After he pointed out what is often focused on in the opening verses of John – that the Son of God, the Logos or Word of God, was eternal (in the beginning was the Word), that he was distinct from the Father (and the Word was with God), and that he was divine in nature (and the Word was God) – he pointed out something that I had always glossed over.
Verse 2 of John 1 reads “He was in the beginning with God.” I always took that as a repetition of the declarations that had just been made – repeated for the sake of emphasis. But Ironside noted that this really highlights the continuity of nature and character of the Word. John is about to tell us of God's saving work in Jesus so that all who read or hear of it might believe and find eternal life.

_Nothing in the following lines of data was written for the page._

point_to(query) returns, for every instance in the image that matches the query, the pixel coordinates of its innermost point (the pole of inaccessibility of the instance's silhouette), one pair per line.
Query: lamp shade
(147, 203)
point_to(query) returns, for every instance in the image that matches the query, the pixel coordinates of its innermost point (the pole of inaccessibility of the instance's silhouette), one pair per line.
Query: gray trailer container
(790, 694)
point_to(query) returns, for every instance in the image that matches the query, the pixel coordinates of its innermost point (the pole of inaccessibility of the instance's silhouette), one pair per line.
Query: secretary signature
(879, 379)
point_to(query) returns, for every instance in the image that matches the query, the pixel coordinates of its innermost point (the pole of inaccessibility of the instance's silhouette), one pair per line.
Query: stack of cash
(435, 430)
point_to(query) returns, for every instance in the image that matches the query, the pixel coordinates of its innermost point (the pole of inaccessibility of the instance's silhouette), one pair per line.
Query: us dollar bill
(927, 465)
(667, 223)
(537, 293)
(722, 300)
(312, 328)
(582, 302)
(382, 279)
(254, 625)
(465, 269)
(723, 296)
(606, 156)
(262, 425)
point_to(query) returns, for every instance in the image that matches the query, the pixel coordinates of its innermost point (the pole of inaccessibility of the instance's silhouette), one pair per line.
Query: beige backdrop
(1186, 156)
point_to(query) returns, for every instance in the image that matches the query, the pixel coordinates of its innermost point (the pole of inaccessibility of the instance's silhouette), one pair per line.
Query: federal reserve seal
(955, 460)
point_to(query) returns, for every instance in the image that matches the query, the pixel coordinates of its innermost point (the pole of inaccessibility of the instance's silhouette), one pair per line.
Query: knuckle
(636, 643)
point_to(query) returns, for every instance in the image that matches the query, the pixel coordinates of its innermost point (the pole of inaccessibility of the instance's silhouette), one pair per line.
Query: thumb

And verse two reminds us that this One who came in great humility, taking on our frail human nature, born a mere babe, growing up to minister to the most marginalized of society, and then dying an agonizing death on a Roman cross, is the same one who was in the beginning with God when together they created the heavens and the earth and filled them with light and life.
In other words, Jesus came to effect a New Creation – a work of God as remarkable, glorious, and majestic as when he filled the vast reaches of the universe with untold billions of stars, calling them each by name.
A friend of mine recently noted in a sermon that it took the Voyager 2 spacecraft 12 years to reach Neptune. When it started to transmit images by radio waves, it took five hours for those images to reach earth. Radio waves travel at the speed of light – 186,000 miles per second. So, you get a feel for the size of just our solar system (60x60x5x186,000 miles+, and that's just from Earth to Neptune). And our solar system is one of perhaps tens of billions of solar systems in the Milky Way galaxy, which in turn is one galaxy among two trillion galaxies in the observable universe.
And in a seeming throw-away line John tells us that what God is doing in Christ is more glorious and remarkable than the creation of the universe. It is the same Word that was in the beginning with God and through whom God made all things that took on flesh and dwelt among us to save us and make us truly his own.
No word seems a suitable response to that. Best to bow in worship.